5. Ketidakpuasan yang terus berlanjut perlahan menjauhkanmu dari pintu kesuksesan

Manusia memang sebaiknya tak cepat berpuas diri. Ada banyak langkah yang dapat dilanjutkan seusai kamu melakukan satu pencapaian. Tapi lain cerita kalau semangat juang berubah jadi ketidakpuasan yang terus berlanjut.
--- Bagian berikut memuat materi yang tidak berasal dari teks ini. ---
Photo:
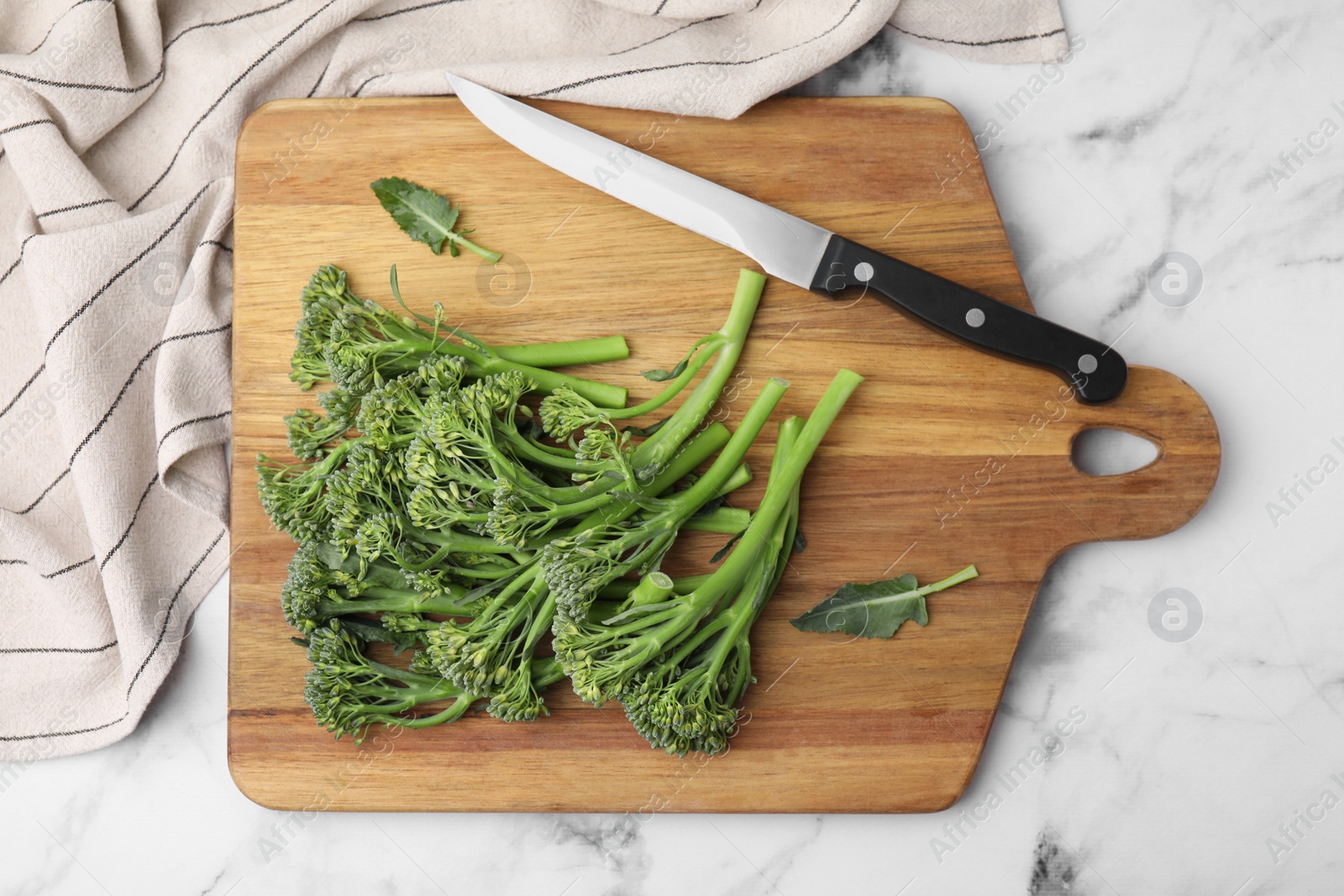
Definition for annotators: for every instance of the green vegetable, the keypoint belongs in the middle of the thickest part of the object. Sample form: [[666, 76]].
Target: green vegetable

Yang ada, kamu malah tertekan dengan sendirinya. Bahkan bisa perlahan membuat pintu kesuksesanmu terhalang.
6. Jiwa terasa tak tenang lantaran terus merasakan berbagai ketakutan dalam hidup

Terbiasa bersyukur memberi kekuatan pada seseorang untuk menyingkirkan berbagai ketakutan. Sadar akan sesuatu yang telah dicapai, kamu akan menjadi semakin berani. Sebaliknya, ketiadaan rasa syukur membuat kamu jadi seseorang yang mudah merasa gentar dalam menjalani hidup.
7. Selain berbahaya bagi mental, kurangnya rasa syukur turut menjadi ancaman bagi kesehatan fisik

Bukan cuma berdampak buruk bagi jiwa, ragamu pun bisa ikut terancam. Saat pesimisme akibat kurangnya rasa syukur sudah menguasai diri, maka kesehatan dapat menurun. Entah itu karena kurang tidur atau terlalu terbebani oleh pikiran-pikiran buruk, yang pasti kamu harus menyadari betapa pentingnya mulai membiasakan diri untuk bersyukur.
Ada banyak hal baik yang bisa kamu lakukan selama hidup. Salah satu cara sederhana untuk membuat hidupmu terasa ringan adalah dengan memupuk rasa syukur. Nah, kalau kamu tidak ingin merasakan berbagai kerugian dalam hidup, jauhi sikap sambat, ya!